Thanks for the patch, looks good.

Delia Burduv <delia.bur...@arm.com> writes:
> This patch adds the ARMv8.6 ACLE intrinsics for bfmmla, bfmlalb and bfmlalt 
> as part of the BFloat16 extension.
> (https://developer.arm.com/architectures/instruction-sets/simd-isas/neon/intrinsics)
> The intrinsics are declared in arm_neon.h and the RTL patterns are defined in 
> aarch64-simd.md.
> Two new tests are added to check assembler output.
>
> This patch depends on the two Aarch64 back-end patches. 
> (https://gcc.gnu.org/ml/gcc-patches/2019-12/msg01323.html and 
> https://gcc.gnu.org/ml/gcc-patches/2019-12/msg01324.html)
>
> Tested for regression on aarch64-none-elf and aarch64_be-none-elf. I don't 
> have commit rights, so if this is ok can someone please commit it for me?
>
> gcc/ChangeLog:
>
> 2019-10-29  Delia Burduv  <delia.bur...@arm.com>
>
>         * config/aarch64/aarch64-simd-builtins.def
>           (bfmmla): New built-in function.
>           (bfmlalb): New built-in function.
>           (bfmlalt): New built-in function.
>           (bfmlalb_lane): New built-in function.
>           (bfmlalt_lane): New built-in function.
>           (bfmlalb_laneq): New built-in function.
>           (bfmlalt_laneq): New built-in function
>         * config/aarch64/aarch64-simd.md (bfmmla): New pattern.
>           (bfmlal<bt>): New patterns.
>         * config/aarch64/arm_neon.h (vbfmmlaq_f32): New intrinsic.
>           (vbfmlalbq_f32): New intrinsic.
>           (vbfmlaltq_f32): New intrinsic.
>           (vbfmlalbq_lane_f32): New intrinsic.
>           (vbfmlaltq_lane_f32): New intrinsic.
>           (vbfmlalbq_laneq_f32): New intrinsic.
>           (vbfmlaltq_laneq_f32): New intrinsic.
>         * config/aarch64/iterators.md (UNSPEC_BFMMLA): New UNSPEC.
>           (UNSPEC_BFMLALB): New UNSPEC.
>           (UNSPEC_BFMLALT): New UNSPEC.
>           (BF_MLA): New int iterator.
>           (bt): Added UNSPEC_BFMLALB, UNSPEC_BFMLALT.
>         * config/arm/types.md (bf_mmla): New type.
>           (bf_mla): New type.
>
> gcc/testsuite/ChangeLog:
>
> 2019-10-29  Delia Burduv  <delia.bur...@arm.com>
>
>         * gcc.target/aarch64/advsimd-intrinsics/bfmlalbt-compile.c: New test.
>         * gcc.target/aarch64/advsimd-intrinsics/bfmmla-compile.c: New test.
>         * 
> gcc.target/aarch64/advsimd-intrinsics/vbfmlalbt_lane_f32_indices_1.c:
>           New test.

Formatting nit: continuation lines should only be indented by a tab,
rather than a tab and two spaces.  (I agree the above looks nicer,
but the policy is not to be flexible over this kind of thing...)

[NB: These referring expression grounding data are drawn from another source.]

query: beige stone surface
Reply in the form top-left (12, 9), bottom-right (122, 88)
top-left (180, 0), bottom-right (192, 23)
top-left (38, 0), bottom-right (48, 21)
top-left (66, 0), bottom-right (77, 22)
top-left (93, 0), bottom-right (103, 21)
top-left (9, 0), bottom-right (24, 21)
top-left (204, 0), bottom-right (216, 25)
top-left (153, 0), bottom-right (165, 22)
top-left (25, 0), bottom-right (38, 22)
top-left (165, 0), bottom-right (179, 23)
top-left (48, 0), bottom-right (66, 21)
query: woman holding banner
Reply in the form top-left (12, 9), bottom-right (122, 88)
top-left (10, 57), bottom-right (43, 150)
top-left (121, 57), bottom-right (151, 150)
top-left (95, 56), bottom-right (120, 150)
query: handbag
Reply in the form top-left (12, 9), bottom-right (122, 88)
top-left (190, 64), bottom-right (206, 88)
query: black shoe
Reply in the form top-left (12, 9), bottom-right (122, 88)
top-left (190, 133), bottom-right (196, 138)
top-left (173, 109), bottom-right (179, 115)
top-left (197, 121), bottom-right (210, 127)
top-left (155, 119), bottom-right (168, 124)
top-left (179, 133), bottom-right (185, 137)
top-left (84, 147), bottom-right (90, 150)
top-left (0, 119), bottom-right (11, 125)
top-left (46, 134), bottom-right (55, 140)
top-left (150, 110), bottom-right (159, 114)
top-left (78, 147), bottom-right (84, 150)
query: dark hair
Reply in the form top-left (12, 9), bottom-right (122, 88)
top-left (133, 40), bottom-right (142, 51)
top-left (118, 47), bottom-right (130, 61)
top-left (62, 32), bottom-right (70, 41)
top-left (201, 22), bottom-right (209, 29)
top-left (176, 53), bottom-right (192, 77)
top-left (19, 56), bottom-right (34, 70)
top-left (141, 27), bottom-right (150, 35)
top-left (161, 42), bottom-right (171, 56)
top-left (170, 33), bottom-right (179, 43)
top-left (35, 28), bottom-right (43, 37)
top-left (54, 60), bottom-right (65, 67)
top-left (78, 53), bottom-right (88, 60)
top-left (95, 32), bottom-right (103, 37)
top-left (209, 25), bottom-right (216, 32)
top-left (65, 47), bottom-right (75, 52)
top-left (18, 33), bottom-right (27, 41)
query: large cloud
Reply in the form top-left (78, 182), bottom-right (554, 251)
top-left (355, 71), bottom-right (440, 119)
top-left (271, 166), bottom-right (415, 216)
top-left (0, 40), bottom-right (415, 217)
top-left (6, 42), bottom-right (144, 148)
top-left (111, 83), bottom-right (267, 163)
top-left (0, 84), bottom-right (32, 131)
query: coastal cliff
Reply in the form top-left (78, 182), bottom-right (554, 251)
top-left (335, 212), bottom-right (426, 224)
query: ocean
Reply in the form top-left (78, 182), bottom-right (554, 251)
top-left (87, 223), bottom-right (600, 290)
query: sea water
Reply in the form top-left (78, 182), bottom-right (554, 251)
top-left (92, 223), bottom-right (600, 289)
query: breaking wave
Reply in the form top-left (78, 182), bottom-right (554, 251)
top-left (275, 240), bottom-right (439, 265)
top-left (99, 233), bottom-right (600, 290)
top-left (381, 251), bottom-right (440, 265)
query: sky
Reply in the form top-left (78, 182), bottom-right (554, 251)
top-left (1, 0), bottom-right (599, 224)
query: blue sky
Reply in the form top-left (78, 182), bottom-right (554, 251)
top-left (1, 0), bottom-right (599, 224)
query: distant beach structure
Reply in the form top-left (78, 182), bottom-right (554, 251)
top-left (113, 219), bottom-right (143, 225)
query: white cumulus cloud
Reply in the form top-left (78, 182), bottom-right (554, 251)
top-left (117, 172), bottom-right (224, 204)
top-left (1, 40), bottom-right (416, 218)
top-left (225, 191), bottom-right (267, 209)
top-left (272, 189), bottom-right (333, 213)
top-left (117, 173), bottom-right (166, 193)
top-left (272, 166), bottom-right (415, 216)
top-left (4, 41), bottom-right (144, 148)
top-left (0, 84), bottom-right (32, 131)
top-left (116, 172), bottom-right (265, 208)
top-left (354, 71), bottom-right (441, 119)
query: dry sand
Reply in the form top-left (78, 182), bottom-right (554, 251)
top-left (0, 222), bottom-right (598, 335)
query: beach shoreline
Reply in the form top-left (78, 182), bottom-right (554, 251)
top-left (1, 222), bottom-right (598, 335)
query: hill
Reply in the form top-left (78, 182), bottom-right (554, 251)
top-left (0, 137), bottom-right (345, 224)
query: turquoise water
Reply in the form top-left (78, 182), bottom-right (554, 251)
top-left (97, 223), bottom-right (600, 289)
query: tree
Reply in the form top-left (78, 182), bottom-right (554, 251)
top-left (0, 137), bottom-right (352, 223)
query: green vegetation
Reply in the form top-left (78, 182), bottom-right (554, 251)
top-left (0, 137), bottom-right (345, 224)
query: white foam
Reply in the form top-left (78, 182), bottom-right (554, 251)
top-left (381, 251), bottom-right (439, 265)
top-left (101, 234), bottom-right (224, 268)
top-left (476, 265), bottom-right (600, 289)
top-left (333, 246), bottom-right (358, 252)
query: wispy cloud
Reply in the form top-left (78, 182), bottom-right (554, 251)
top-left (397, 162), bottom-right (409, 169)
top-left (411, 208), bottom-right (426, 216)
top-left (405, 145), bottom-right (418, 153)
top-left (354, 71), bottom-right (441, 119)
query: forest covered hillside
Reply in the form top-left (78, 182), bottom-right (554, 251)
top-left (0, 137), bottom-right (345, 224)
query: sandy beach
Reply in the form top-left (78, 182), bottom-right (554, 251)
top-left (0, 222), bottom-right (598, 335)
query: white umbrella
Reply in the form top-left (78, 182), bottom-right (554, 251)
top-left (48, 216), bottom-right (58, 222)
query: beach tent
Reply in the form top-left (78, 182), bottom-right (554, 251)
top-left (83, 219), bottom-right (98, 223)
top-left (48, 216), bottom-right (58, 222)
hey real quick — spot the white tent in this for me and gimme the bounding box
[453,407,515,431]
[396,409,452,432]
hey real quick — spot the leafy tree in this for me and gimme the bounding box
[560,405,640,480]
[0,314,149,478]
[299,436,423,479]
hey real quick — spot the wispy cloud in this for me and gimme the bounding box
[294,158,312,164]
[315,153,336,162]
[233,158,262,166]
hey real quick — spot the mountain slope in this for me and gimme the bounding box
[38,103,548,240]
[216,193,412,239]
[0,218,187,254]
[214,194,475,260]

> diff --git a/gcc/config/aarch64/aarch64-simd-builtins.def 
> b/gcc/config/aarch64/aarch64-simd-builtins.def
> index 
> f4ca35a59704c761fe2ac2b6d401fff7c8aba80d..5e9f50f090870d0c63916540a48f5ac132d2630d
>  100644
> --- a/gcc/config/aarch64/aarch64-simd-builtins.def
> +++ b/gcc/config/aarch64/aarch64-simd-builtins.def
> @@ -682,3 +682,14 @@
>    BUILTIN_VSFDF (UNOP, frint32x, 0)
>    BUILTIN_VSFDF (UNOP, frint64z, 0)
>    BUILTIN_VSFDF (UNOP, frint64x, 0)
> +
> +  /* Implemented by aarch64_bfmmlaqv4sf  */
> +  VAR1 (TERNOP, bfmmlaq, 0, v4sf)
> +
> +  /* Implemented by aarch64_bfmlal<bt>{_lane{q}}v4sf  */
> +  VAR1 (TERNOP, bfmlalb, 0, v4sf)
> +  VAR1 (TERNOP, bfmlalt, 0, v4sf)
> +  VAR1 (QUADOP_LANE, bfmlalb_lane, 0, v4sf)
> +  VAR1 (QUADOP_LANE, bfmlalt_lane, 0, v4sf)
> +  VAR1 (QUADOP_LANE, bfmlalb_laneq, 0, v4sf)
> +  VAR1 (QUADOP_LANE, bfmlalt_laneq, 0, v4sf)
> diff --git a/gcc/config/aarch64/aarch64-simd.md 
> b/gcc/config/aarch64/aarch64-simd.md
> index 
> 55660ae248f4fa75d35ba2949cd4b9d5139ff5f5..66a6c4116a1fdd26dd4eec8b0609e28eb2c38fa1
>  100644
> --- a/gcc/config/aarch64/aarch64-simd.md
> +++ b/gcc/config/aarch64/aarch64-simd.md
> @@ -7027,3 +7027,57 @@
>    "xtn\t%0.<Vntype>, %1.<Vtype>"
>    [(set_attr "type" "neon_shift_imm_narrow_q")]
>  )
> +
> +;; bfmmla
> +(define_insn "aarch64_bfmmlaqv4sf"
> +  [(set (match_operand:V4SF 0 "register_operand" "=w")
> +        (plus:V4SF (match_operand:V4SF 1 "register_operand" "0")
> +                   (unspec:V4SF [(match_operand:V8BF 2 "register_operand" 
> "w")
> +                                 (match_operand:V8BF 3 "register_operand" 
> "w")]
> +                    UNSPEC_BFMMLA)))]
> +  "TARGET_BF16_SIMD"
> +  "bfmmla\\t%0.4s, %2.8h, %3.8h"
> +  [(set_attr "type" "neon_mla_s_q")]

Looks like this should be neon_fp_mla_s_q instead.

> +)
> +
> +;; bfmlal<bt>
> +(define_insn "aarch64_bfmlal<bt>v4sf"
> +  [(set (match_operand:V4SF 0 "register_operand" "=w")
> +        (plus: V4SF (match_operand:V4SF 1 "register_operand" "0")
> +                    (unspec:V4SF [(match_operand:V8BF 2 "register_operand" 
> "w")
> +                                  (match_operand:V8BF 3 "register_operand" 
> "w")]
> +                     BF_MLA)))]
> +  "TARGET_BF16_SIMD"
> +  "bfmlal<bt>\\t%0.4s, %2.8h, %3.8h"
> +  [(set_attr "type" "neon_fp_mla_s")]
> +)

Maybe we should have _q here too.  All the vectors are 128-bit vectors,
we just happen to ignore even or odd elements of the BF inputs.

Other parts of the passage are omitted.